I think comments here may help -- we don't know that the identifier is at global scope within this call, so the return value looks a bit strange. This is a case where the enumerator name is a bit awkward in this context but makes a lot of sense in the context of the check.

clang/lib/CodeGen/CGDebugInfo.cpp
4060–4063

There's a slight functionality change here in that the code used to allow identifiers that start with a single underscore followed by a lowercase letter and that now early returns.
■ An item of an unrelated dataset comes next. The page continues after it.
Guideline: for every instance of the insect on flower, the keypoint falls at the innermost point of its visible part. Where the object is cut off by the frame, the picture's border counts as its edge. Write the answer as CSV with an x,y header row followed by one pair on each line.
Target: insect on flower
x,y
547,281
Is that expected (and tested)?

clang/lib/Sema/SemaDecl.cpp
5568–5569
clang/lib/Sema/SemaDeclCXX.cpp
11031

Spurious whitespace change.

12704

Spurious whitespace change.

16781

Doesn't PushOnScopeChains() do this already?

clang/lib/Sema/SemaStmt.cpp
546

This still needs to be reversed so we check for system headers after checking the reserved status.

clang/lib/Sema/SemaTemplate.cpp
1680–1681

Is this handled by PushOnScopeChains()?

Warn on friend functions. I failed to support friend classes, but they are only declared and not defined, so that should be fine, right?

They can still conflict, so I think we should warn. For example:

// user code
struct A { friend struct _b; };
// system header
enum _b {}; // error
clang/include/clang/AST/Decl.h
81–82

This should be declared with the definition of ReservedIdentifierStatus -- or simply removed. We usually include the cast at the diagnostic emission site, which I find makes it locally clear that we're making an assumption about the numerical values of the enumerators.

clang/include/clang/Basic/DiagnosticGroups.td
806

Some of the uses of this warning are for non-external identifiers. It'd also be nice for the diagnostics in this area to have consistent names. Currently we have: -Wreserved-id-macro, -Wreserved-extern-identifier, -Wreserved-identifier. I'd like to see either consistent use of "identifier" or consistent use of "id' (preferably "identifier") and consistent word order.

clang/lib/CodeGen/CGDebugInfo.cpp
4060–4063

Should we instead be asking whether CalleeDecl has a reserved name, now that we can?

clang/lib/Sema/SemaCodeComplete.cpp
743

Should we be using ND->isReserved here?

clang/lib/Sema/SemaDecl.cpp
5568–5569

I'm surprised we don't warn in user headers. Is that intentional?

serge-sans-paille marked 10 inline comments as done.

Take into account latest reviews

aaron.ballman accepted this revision.May 3 2021, 5:47 AM

Aside from the formatting nit and the question about the diagnostic, I think this LGTM!

clang/include/clang/Basic/DiagnosticGroups.td
641

Do we want to keep this old name around as an alias to the new name (this makes upgrades easier on users who mention the diagnostic by name in their build script or within diagnostic pragmas)?

clang/lib/AST/Decl.cpp
1084

The formatting issue is worth fixing.

This revision is now accepted and ready to land.May 3 2021, 5:47 AM
This revision was landed with ongoing or failed builds.May 4 2021, 2:20 AM
This revision was automatically updated to reflect the committed changes.